Laura Skandera Trombley
Van Kleek, though, managed to make a mortal enemy of Clara Clemens and that would be her downfall because Mark Twain, wanting to avoid public scandal at all costs, sided with his daughter in a campaign to intimidate Van Kleek into keeping silent about her relationship with Twain and his family. Twain, ever the master of fiction, even concocted well-developed lies with which to ruin the woman's reputation. The relationship between Clara and Van Kleek was so poisonous that Clara could not let go of it even after Isabel Van Kleek died in 1959, continuing to disparage Isabel's reputation right up to the time of her own death in 1962.

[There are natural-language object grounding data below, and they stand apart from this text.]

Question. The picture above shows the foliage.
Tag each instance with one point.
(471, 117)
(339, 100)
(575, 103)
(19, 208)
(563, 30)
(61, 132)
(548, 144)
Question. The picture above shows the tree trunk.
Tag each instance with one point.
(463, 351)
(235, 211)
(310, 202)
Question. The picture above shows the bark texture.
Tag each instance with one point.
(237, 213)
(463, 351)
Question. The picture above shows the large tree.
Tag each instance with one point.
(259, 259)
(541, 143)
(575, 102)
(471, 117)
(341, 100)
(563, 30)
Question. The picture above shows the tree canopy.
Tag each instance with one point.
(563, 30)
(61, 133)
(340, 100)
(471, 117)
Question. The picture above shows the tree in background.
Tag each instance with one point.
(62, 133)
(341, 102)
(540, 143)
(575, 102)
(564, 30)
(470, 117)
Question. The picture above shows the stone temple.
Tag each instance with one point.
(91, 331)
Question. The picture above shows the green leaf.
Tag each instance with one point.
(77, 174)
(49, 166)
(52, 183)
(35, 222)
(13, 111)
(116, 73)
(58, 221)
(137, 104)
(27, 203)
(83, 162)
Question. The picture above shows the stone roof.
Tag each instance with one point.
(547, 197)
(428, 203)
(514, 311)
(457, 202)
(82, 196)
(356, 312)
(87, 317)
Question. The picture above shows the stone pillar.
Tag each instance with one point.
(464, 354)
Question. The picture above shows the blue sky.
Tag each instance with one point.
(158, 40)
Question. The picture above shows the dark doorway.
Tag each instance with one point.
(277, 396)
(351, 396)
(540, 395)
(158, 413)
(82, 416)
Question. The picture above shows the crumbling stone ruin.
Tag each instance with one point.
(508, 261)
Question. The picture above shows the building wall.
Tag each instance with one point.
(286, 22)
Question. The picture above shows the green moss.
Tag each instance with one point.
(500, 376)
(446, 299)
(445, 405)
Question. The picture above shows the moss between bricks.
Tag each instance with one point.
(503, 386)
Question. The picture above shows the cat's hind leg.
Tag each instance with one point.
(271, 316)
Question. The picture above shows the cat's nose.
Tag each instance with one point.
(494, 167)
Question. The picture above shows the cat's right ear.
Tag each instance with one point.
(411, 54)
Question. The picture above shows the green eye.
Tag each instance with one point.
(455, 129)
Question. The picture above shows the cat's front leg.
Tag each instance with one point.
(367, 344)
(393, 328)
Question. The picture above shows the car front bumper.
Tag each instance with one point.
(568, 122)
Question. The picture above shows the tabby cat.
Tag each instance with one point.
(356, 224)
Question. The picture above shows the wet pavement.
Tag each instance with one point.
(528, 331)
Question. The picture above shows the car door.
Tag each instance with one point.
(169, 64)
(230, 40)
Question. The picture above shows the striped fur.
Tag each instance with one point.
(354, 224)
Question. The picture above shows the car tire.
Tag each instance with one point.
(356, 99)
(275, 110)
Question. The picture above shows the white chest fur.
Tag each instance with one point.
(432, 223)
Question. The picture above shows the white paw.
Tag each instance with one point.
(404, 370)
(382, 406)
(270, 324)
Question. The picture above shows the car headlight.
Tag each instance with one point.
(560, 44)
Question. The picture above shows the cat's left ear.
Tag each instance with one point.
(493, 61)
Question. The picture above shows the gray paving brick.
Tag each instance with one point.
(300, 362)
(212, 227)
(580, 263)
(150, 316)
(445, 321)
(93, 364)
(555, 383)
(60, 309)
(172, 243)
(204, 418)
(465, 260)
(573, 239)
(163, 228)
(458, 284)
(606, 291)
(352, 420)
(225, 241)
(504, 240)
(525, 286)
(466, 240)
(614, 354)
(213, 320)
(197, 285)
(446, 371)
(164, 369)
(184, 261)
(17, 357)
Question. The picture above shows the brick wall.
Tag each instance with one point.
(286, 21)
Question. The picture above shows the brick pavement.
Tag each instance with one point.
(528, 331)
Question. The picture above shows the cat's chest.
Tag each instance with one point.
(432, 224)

Mark Twain's Other Woman is a remarkably revealing book about one of the most fascinating writers and characters the world has ever seen. Realistically, the self-serving cover-up perpetuated by Mark Twain and his daughter taints his image far more than the truth of the situation could have ever done in the long term. Twain, however, was a man of his times and he did not believe the public was ready to hear the truth about a relationship that seems, in retrospect, so tame today. This is a "must read" for Mark Twain fans.